Raising Trust

Some forager groups may nurture a sharing sense in their offspring

In a densely forested section of central Africa, a woman goes about her daily chores in a camp of Aka foragers. No matter the task, she keeps her 3-month-old baby strapped to her chest. The baby rarely loses contact with her, even at night. Breast-feeding occurs frequently, often on demand. If the youngster begins to cry, the woman may gently rock her or even pass her to a female friend for some supplemental breast-feeding.

A short walk away, another mother of a 3-month-old works in a farming community of the Ngandu people. She usually leaves her baby on a soft mat and picks up the child from time to time. Breast-feeding occurs when the mother takes a break from planting, weeding, and preparing food. Her baby’s cries often go unanswered.

Barry S. Hewlett, an anthropologist at Washington State University in Vancouver, has noted such differences during his fieldwork among the Aka and their Ngandu neighbors over the past 25 years. He suspects that child-rearing practices play a crucial role in perpetuating the Aka’s unusually trusting view of other people and the natural world. Many other foraging groups—also known as hunter-gatherers—hold similar attitudes and treat their babies much as the Aka do, Hewlett proposes.

“The hunter-gatherer way of life is dramatically different than life in the West, or even life in [small] farming communities,” Hewlett says. “[Foragers’] social and emotional development is difficult to understand.”

He and his colleagues, including psychologist Michael E. Lamb of the National Institute of Child Health and Human Development in Washington, D.C., nonetheless are exploring whether Aka infant care contributes to the foragers’ cultural mindset about trust and sharing.
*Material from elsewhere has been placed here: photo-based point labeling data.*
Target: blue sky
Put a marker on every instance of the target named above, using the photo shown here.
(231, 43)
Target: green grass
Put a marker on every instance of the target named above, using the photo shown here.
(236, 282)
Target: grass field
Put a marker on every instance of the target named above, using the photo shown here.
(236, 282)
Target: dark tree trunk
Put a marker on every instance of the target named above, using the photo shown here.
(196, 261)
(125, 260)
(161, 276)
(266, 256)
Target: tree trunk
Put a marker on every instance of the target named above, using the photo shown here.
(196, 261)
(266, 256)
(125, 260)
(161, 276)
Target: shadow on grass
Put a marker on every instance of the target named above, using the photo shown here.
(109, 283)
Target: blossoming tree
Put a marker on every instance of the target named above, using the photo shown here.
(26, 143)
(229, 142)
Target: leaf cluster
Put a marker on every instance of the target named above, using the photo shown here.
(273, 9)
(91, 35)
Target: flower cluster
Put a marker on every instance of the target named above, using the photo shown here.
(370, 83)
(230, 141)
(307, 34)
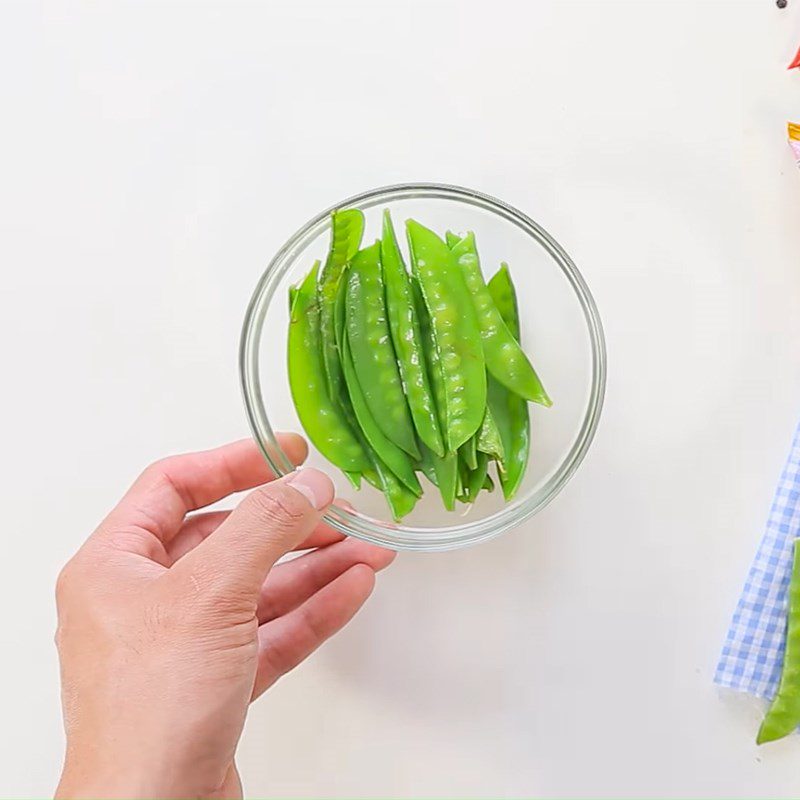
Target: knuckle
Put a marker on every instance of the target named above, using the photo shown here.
(278, 506)
(64, 580)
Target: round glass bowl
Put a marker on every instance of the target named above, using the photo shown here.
(561, 333)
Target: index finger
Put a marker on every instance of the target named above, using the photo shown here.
(170, 488)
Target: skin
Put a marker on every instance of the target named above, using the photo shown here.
(505, 359)
(170, 625)
(321, 418)
(783, 715)
(407, 340)
(369, 337)
(510, 412)
(455, 332)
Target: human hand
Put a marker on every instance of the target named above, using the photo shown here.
(169, 626)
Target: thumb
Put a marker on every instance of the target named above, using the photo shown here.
(266, 525)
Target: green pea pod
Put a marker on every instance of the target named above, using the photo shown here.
(407, 340)
(510, 411)
(394, 458)
(455, 332)
(477, 478)
(354, 478)
(347, 228)
(401, 501)
(371, 347)
(452, 239)
(505, 359)
(489, 439)
(320, 417)
(783, 715)
(469, 452)
(462, 480)
(445, 467)
(426, 465)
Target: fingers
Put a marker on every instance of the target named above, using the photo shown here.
(291, 584)
(167, 490)
(288, 640)
(272, 520)
(200, 526)
(193, 531)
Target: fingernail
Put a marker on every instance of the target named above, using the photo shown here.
(314, 485)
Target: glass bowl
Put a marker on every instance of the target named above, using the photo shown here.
(561, 332)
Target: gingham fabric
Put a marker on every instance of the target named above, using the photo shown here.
(753, 652)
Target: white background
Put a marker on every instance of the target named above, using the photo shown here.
(153, 156)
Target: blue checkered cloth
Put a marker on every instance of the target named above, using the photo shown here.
(752, 656)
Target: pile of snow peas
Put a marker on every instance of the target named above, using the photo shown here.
(395, 372)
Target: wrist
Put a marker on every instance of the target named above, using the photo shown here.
(86, 777)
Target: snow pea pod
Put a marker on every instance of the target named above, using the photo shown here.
(321, 418)
(372, 352)
(445, 468)
(468, 452)
(425, 464)
(510, 411)
(406, 337)
(455, 332)
(400, 499)
(477, 478)
(505, 359)
(489, 440)
(783, 715)
(391, 455)
(347, 228)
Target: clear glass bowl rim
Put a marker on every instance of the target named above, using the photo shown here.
(399, 536)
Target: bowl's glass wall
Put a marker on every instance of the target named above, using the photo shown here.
(560, 332)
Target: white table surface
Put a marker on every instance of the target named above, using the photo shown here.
(153, 155)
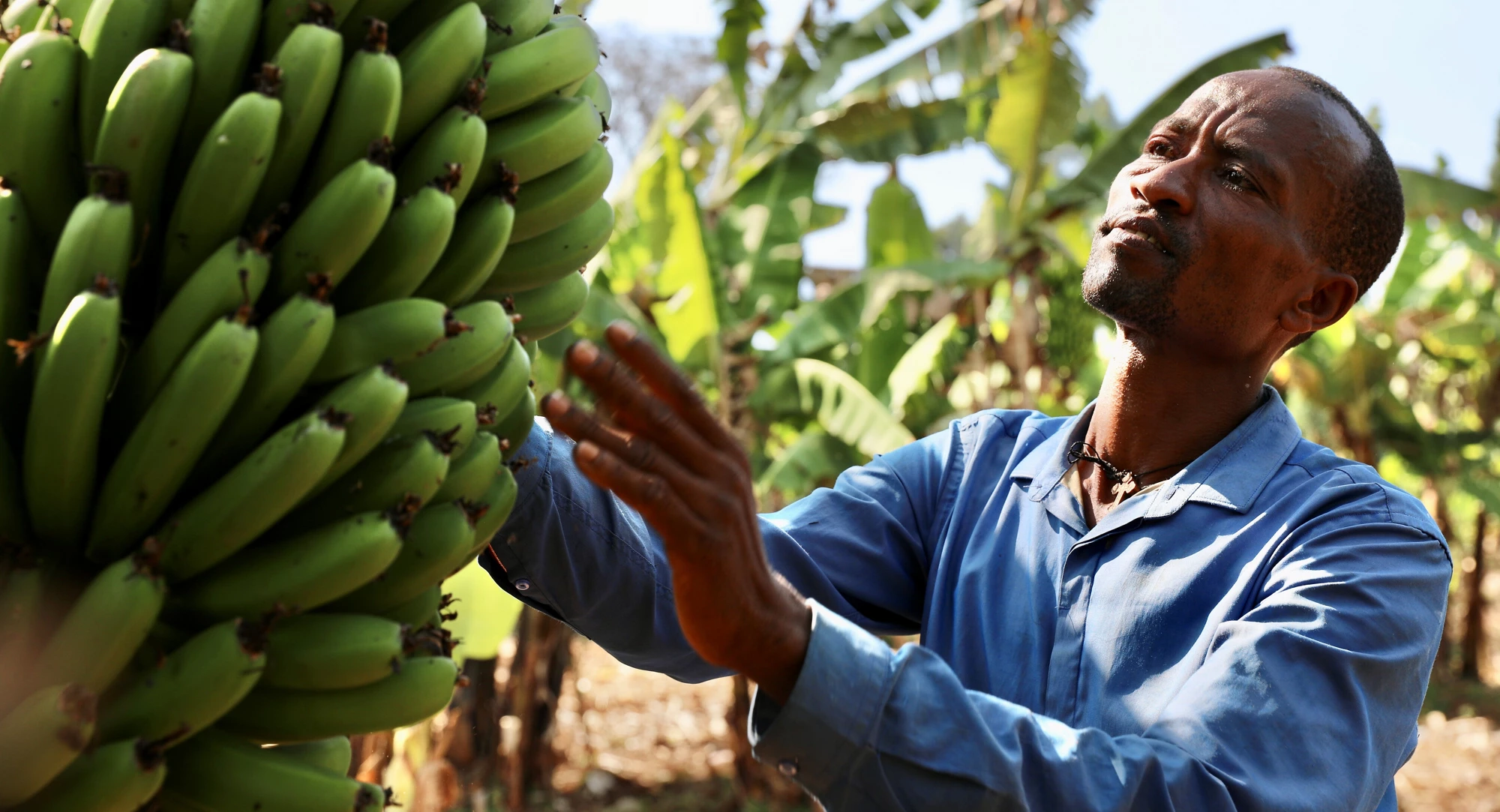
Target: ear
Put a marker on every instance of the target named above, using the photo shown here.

Hewlett’s idea has its critics. If his contention holds up, though, it raises the possibility that foragers, often pegged as primitive curiosities by members of Western societies, can teach outsiders some valuable lessons about nurturing compassion and trust.

Baby care

Baby care in 20 Aka families looks much different from that in 21 Ngandu families on nearby farms and 21 middle- to upper-class white families living near Washington, D.C., Hewlett’s group reports. Observations of all the families, each with two parents, occurred in and around their homes for 3 hours on four different days.

Aka infants, 3 to 4 months old, were held nearly all the time during the day and evening observations, mainly by their mothers but also by their fathers and other community members.
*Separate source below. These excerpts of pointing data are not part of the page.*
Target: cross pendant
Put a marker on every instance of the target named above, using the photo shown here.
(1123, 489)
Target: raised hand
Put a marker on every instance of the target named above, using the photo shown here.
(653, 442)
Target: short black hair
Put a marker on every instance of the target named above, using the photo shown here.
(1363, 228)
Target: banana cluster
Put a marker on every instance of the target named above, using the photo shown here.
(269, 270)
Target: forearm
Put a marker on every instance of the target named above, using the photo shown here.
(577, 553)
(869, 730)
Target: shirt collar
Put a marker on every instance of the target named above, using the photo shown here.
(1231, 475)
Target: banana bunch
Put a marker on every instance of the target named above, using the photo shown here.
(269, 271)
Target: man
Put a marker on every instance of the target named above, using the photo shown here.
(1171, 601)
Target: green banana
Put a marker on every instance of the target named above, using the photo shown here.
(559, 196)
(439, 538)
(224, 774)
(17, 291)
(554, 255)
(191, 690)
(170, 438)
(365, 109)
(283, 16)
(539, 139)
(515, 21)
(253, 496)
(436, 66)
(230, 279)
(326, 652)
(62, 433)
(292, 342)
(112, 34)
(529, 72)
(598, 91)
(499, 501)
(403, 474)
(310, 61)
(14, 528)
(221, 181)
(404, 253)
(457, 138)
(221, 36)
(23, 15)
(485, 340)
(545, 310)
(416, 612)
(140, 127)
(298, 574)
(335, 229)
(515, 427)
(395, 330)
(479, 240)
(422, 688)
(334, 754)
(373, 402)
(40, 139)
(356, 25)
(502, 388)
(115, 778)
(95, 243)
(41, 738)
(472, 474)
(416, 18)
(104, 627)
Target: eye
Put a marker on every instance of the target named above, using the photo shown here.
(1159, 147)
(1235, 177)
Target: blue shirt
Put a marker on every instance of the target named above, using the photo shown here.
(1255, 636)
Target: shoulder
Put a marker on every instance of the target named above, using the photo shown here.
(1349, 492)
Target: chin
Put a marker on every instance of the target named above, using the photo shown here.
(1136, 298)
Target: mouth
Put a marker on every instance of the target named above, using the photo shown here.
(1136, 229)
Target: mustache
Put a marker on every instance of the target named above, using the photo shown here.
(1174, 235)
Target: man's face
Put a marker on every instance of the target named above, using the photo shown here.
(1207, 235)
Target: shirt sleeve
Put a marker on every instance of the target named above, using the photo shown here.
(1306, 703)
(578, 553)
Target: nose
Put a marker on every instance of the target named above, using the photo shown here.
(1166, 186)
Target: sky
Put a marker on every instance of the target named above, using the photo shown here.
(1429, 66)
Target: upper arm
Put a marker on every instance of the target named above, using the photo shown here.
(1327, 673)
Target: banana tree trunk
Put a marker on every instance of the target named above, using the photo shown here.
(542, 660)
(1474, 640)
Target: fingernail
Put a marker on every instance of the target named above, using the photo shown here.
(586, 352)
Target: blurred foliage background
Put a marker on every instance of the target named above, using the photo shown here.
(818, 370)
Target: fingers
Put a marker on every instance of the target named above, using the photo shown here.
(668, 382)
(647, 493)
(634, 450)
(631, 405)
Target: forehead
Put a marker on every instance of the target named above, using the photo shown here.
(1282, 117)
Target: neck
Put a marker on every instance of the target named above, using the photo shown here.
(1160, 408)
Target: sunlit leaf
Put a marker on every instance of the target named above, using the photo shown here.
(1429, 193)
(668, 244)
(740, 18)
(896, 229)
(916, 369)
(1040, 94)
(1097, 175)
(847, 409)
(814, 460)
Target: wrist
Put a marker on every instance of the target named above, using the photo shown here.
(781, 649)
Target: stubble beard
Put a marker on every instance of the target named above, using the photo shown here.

Ngandu infants were held a majority of the time by parents or other adults but still much less than Aka youngsters. U.S. infants were held only a small part of the time and less in the evening than during the day.

Infant feeding or nursing occurred about four times an hour among the Aka, twice the rate observed among both Ngandu and U.S. families.

Moreover, 11 Aka babies were breast-fed by women other than their mothers during the observation period. This practice occurred with only two Ngandu infants and none of the D.C.-area children.

Aka infants fussed and cried less often than the other youngsters, especially the Ngandu babies. Aka parents tried to sooth fussing and crying by walking, rocking, or feeding their kids, since they usually were already holding them.

In contrast, U.S. parents usually picked up crying infants and tried to distract them with toys or other items. Ngandu parents frequently did nothing at all for tearful or agitated infants.

The researchers’ initial findings appear in the April Current Anthropology.

Cultural outlooks

Demanding scientists want to know how such differences in baby care could plausibly contribute to distinctive cultural outlooks. Hewlett hopes to satisfy their curiosity with the help of a longstanding concept in developmental psychology known as attachment theory.

British psychiatrist John Bowlby formulated attachment theory more than 30 years ago. Bowlby asserted that infants develop relationship styles based on their emotional experiences with parents or other caregivers. A child’s interaction style hinges on a set of basic assumptions—or what Bowlby called an internal working model—about what to expect from intimate encounters.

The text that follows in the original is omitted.